Dive Brief:
- Despite increased competition in the anti-inflammatory space, Pfizer says that Xeljanz (tofacitinib) is the anchor of its growing Inflammation and Immunology unit, even as its own biosimilar is prepped to enter the market.
- Pfizer expects its I&I category to grow by 5% annually. The unit brought in $1.9 billion during the first half of 2016, largely due to the TNF inhibitor Enbrel (etanercept) which accounted for $1.5 billion in sales from outside the U.S. and Canada.
- "We have been and are continuing to be pioneers. And our view is to play a substantial leadership role in rheumatology, to grow our presence in gastroenterology and, through the acquisition of Anacor, build an increasing contribution in dermatology," said Pfizer's President of Worldwide R&D Mikael Dolsten in a meeting on Tuesday.
Dive Insight:
Pfizer is currently a small presence in the rapidly growing anti-inflammatory market — rheumatoid arthritis alone, for example, was worth more than $14 billion in 2013.
Yet the New York pharma giant has only two main drugs in the space: Enbrel (outside North America) and Xeljanz.

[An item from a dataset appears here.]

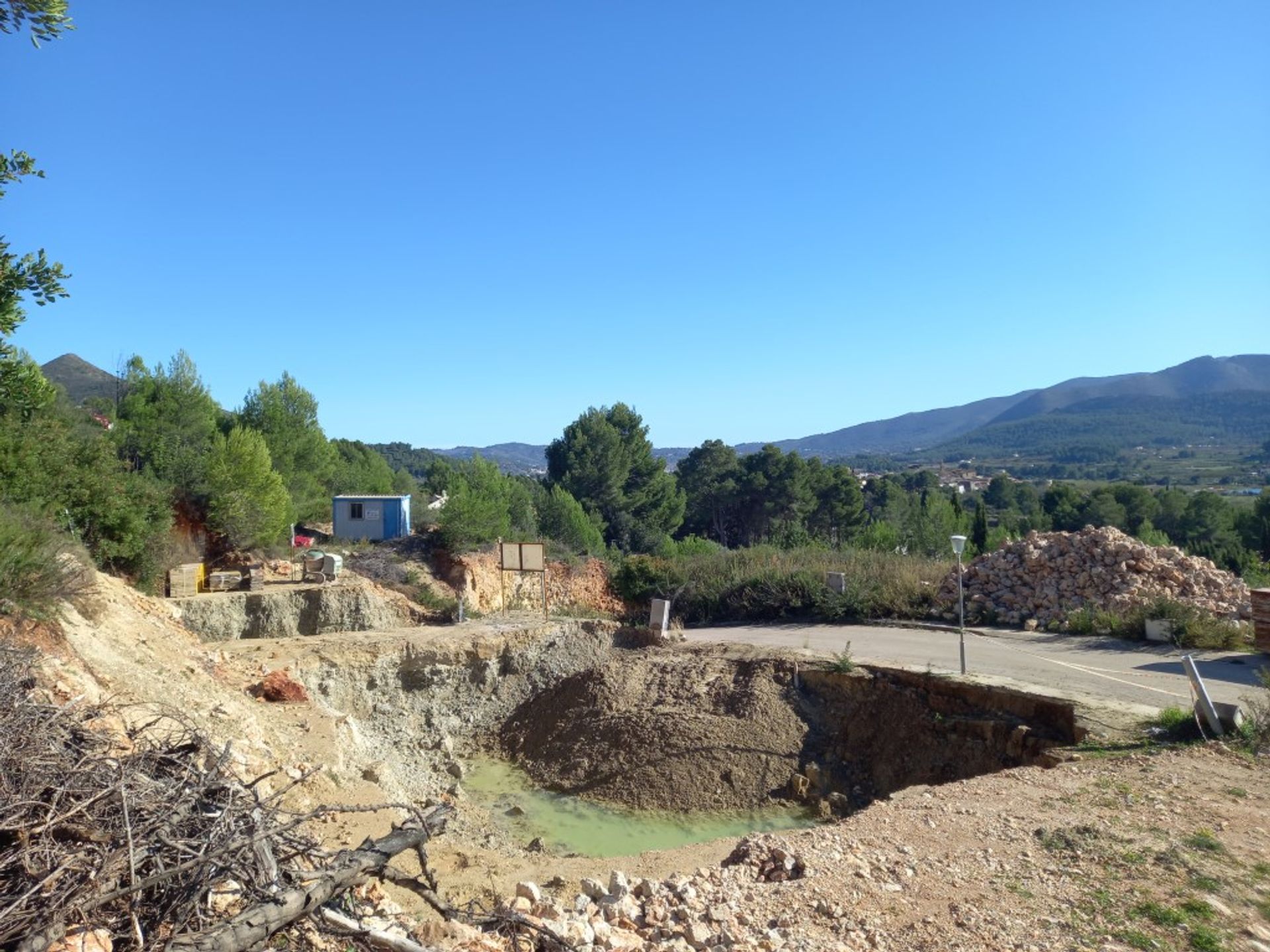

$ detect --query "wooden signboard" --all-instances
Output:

Xeljanz, which launched in 2012, had gotten off to a slow start, bringing in only $33 million during the first six months of 2013. The drug is the only oral in a sea of injectable TNF inhibitors which led Pfizer to believe it could be highly differentiated. Yet market access challenges have meant the drug is relegated to a third-, fourth- or fifth-line setting, according to Angela Hwang, the global president of Pfizer's I&I.
Hoping to jumpstart sales, Pfizer has been busy trying to grow Xeljanz through market access negotiations with payers. In the first half of 2016, those efforts appeared to pay off as the drug brought in $414 million.
Hwang also chalks growth up to guidelines issues by the American College of Rheumatology in 2015 that recommend Xeljanz be used as a second-line treatment.
"So these are massive prescribing habits that have to be changed. And it was because we were first in class with a completely novel mechanism in a therapy that has been so well entrenched that it [requires us to take] a multi-faceted approach to changing the ability and the desire and the comfort to be prescribed. But, we are seeing that. And I think that momentum is what is helping," added Hwang in a briefing with the media.
Going forward, Pfizer expects the rheumatology category to grow by 3% annually, while it expects 4% growth in gastroenterology and 7% growth in dermatology. The company hopes the GI space will be driven by Xeljanz, which it expects to file for global approval in ulcerative colitis in early 2017.